What it means for CIOs

The Hong Kong MD is an early adopter. When the economics shift this fast, edge cases are important signals that reveal where the market is heading long before most enterprise leaders are willing to acknowledge it. Software economics are evolving far faster than enterprise governance models can keep up. The gap between what can be built and what organizations can safely absorb is where CIOs should focus now:

  • Audit your application portfolio. Flag every application where the primary value is workflow mirroring and the differentiating value is thin: little domain compliance logic, low switching cost, no network effect. These are the candidates for AI-assisted build, extension, or replacement. Forrester’s REAP framework can help structure this assessment.

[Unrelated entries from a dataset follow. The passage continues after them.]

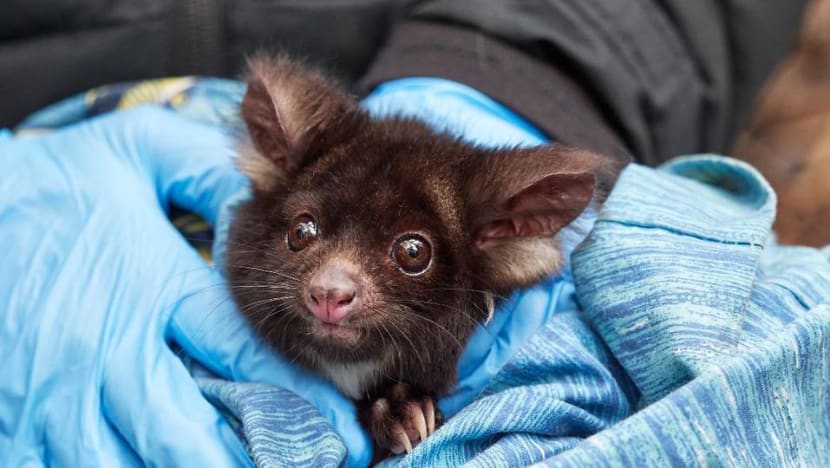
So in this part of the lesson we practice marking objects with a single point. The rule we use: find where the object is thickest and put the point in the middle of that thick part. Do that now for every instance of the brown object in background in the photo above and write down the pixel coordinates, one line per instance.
(788, 135)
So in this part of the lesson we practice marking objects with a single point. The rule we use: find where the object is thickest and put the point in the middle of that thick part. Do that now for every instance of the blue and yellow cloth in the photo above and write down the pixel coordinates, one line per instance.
(689, 336)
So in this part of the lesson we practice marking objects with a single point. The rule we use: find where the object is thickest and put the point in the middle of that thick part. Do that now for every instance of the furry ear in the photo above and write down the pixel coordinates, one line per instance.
(293, 114)
(518, 200)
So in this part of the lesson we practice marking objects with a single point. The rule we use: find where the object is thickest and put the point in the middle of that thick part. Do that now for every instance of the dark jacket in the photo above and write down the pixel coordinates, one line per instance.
(653, 78)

  • Close the governance gap before the build wave arrives. Who in your company can actually articulate a process well enough to rebuild it? Who can decide what must be standardized and where variation makes sense? Who owns the control points as AI generated applications begin entering production? This is where the gap will widen between firms that use these tools effectively and firms that accumulate pilots with no operational impact.
  • Change how you evaluate vendors. Probe for domain expertise, regulatory coverage, ecosystem value. If the answer you get sounds like another feature roadmap, pay attention – you are paying for convenience that is about to get very cheap.